Show HN: Headless Chrome Crawler

(github.com)

172 points | by yujiosaka 2252 days ago

12 comments

  • ptasker 2252 days ago
    Pretty cool, but I recommend anyone wanting to do this kind of thing to check out the source Puppeteer library. You can do some really powerful stuff and make a custom crawler fairly easily.

    https://github.com/GoogleChrome/puppeteer

    • itsjustme2 2252 days ago
      Looks like this is actually built on top of puppeteer. See the "Note" under "Installation": https://github.com/yujiosaka/headless-chrome-crawler/blob/ma...
    • chatmasta 2252 days ago
      Puppeteer has some limitations. You can’t install extensions, for example.

      I haven’t looked into it, but I imagine it has a pretty clear fingerprint as well. So it would be easier to block than stock chrome in headless mode.

    • robk 2252 days ago
      Puppeteer seems needlessly difficult to use on a VPS. I'd prefer an easily dockerized version but there seems to be nothing robust and they make it VERY hard to connect to a docker instance just running Chrome for the websocket/9222 interface sadly.
      • asadlionpk 2252 days ago
        I recently did this in a Docker.

        Let me quickly add instructions here, first you need to install some dependancies, add the following to dockerfile:

          RUN apt-get install -y gconf-service libasound2 libatk1.0-0 libc6 libcairo2 libcups2 libdbus-1-3 libexpat1 libfontconfig1 libgcc1 libgconf-2-4 libgdk-pixbuf2.0-0 libglib2.0-0 libgtk-3-0 libnspr4 libpango-1.0-0 libpangocairo-1.0-0 libstdc++6 libx11-6 libx11-xcb1 libxcb1 libxcomposite1 libxcursor1 libxdamage1 libxext6 libxfixes3 libxi6 libxrandr2 libxrender1 libxss1 libxtst6 ca-certificates fonts-liberation libappindicator1 libnss3 lsb-release xdg-utils wget
        
        Secondly, launch puppeteer with --no-sandbox option:

          browser = await puppeteer.launch({
              args: ['--no-sandbox'] /*, headless: false*/
            })
        
        That should do it.
      • RossM 2252 days ago
        I've done this recently actually. Take a look at the yukinying/chrome-headless-browser[0] image. You'll need to run with the SYS_ADMIN capability and up the shm_size to 1024M (you can workaround the SYS_ADMIN cap with a seccomp file but I didn't have much luck with that). Other than that oddness it works pretty well (and with Puppeteer 1.0, with far fewer crashes).

        [0]: https://github.com/yukinying/chrome-headless-browser-docker

    • isuckatcoding 2252 days ago
      Yeah I’d really rather that people made extensions to Pupeteer rather than a whole new library.
  • codedokode 2252 days ago
    This has been possible for a long time with any browser using Selenium for example.

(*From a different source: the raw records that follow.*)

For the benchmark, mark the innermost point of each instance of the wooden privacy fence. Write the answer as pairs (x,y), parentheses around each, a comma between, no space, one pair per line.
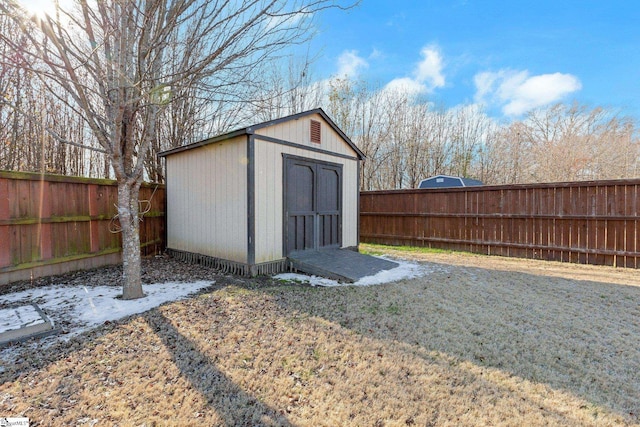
(51,224)
(594,222)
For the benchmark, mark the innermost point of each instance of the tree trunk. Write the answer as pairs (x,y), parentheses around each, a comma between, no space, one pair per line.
(128,214)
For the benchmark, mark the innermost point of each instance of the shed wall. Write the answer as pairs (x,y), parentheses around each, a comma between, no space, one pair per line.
(269,196)
(298,131)
(207,200)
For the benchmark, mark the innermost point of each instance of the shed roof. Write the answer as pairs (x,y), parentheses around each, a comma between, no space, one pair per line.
(250,130)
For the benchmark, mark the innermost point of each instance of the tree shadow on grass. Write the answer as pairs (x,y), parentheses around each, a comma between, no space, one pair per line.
(235,406)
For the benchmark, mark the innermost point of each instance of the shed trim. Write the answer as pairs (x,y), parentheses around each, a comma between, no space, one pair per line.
(219,138)
(251,200)
(304,147)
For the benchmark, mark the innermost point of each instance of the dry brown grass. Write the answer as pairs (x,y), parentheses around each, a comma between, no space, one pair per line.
(478,341)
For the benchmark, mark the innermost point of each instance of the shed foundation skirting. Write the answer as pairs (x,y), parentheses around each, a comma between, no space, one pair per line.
(231,267)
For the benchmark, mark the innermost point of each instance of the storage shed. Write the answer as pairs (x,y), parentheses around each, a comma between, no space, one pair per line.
(444,181)
(245,200)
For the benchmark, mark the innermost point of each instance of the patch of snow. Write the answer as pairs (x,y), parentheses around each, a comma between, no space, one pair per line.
(405,270)
(18,317)
(81,308)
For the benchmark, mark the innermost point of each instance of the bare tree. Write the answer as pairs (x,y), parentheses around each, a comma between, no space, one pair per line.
(110,58)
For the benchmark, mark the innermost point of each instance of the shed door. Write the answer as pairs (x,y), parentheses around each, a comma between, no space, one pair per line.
(313,205)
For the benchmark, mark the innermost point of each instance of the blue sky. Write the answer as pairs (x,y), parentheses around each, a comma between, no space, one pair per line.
(510,56)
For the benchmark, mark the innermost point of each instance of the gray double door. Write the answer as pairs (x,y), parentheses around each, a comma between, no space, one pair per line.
(312,204)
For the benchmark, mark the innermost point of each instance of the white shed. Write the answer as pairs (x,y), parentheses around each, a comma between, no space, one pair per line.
(245,200)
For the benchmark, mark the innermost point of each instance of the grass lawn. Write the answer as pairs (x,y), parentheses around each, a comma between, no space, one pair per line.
(476,341)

It has APIs and client libraries for many languages.

    Also using a real browser brings a lot of problems: high resource consumption, hangs, it is unclear when the page has finished loading etc. You have to supervise all browser processes. And if you use promises, there is high chance that you will miss error messages because promises hide them by default.

  • tesin 2252 days ago
    While as a developer I find this super interesting, as a system administrator this makes me cringe. We don't have a lot of resources for servers, and I end up spending a disproportionate amount of time banning IPs from bots running poorly configured tools like this, which aren't rate limited and crush websites.

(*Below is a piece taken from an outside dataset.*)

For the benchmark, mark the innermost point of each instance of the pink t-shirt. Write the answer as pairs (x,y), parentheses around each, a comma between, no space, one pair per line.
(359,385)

    I'm grateful that "Obey robots.txt" is listed as part of it's standard behavior. If only scrapers cared enough to use it as well.

    • superasn 2252 days ago
      I've found that mod_evasive[1] works particularly well in these situation and helped us a lot dealing with it (though I'm not a sysadmin and I'm sure there are better tools to deal with it). But for someone who is just a webmaster, I'd recommend using it for a quick dirty fix for such hassles.

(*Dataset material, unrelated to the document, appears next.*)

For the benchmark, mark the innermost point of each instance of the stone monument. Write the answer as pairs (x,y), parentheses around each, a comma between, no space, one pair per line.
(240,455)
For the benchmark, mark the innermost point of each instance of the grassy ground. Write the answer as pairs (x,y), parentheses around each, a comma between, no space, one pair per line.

      [1] https://www.digitalocean.com/community/tutorials/how-to-prot...

    • codedokode 2252 days ago
      Such crawler should not be difficult to ban by looking at stats - if there are many requests per IP per unit of time, or many requests from data center IPs, or many requests from Linux browsers, it is likely bots and you can ban them (you can ban whole data center to be sure).
  • tegansnyder 2252 days ago
    There are a lot of folks reevaluating their crawling engines lately now that Chrome headless is maturing. To me there are some important considerations in terms of CPU/memory footprint that go into distributing a large headless crawling architecture.

    The stuff we are not seeing open-sourced is the solutions companies are building around trimmed down specialized versions of the headless browsers like Chrome headless, Servo, Webkit. People are running distributed versions of these headless browsers using Apache Mesos, Kubernetes, and Kafka queues.

  • hartator 2252 days ago
    I was stuck last time I was using headless chrome when I needed to use a proxy with an username and a paasword. Headless chrome just doesn't support it. Any changes on that?
  • princehonest 2252 days ago
    I've been considering writing my own puppeteer docker image such that one could freeze the image at crawl time after a page has loaded. This would allow me to re-write the page-parsing logic after the page layout changes. Has anyone done this already or know of any other efforts to serialize the puppeteer page object to handle parsing bugs?
    • radioo75555 2252 days ago
      In large scale scraping they always separate loading pages from processing the data. Easiest thing would be to wait for the page to load and then save the html
  • nikisweeting 2252 days ago
    I'm thinking about adding a crawler to Bookmark Archiver, to augment the headless chrome screenshotting and PDFing that it already does.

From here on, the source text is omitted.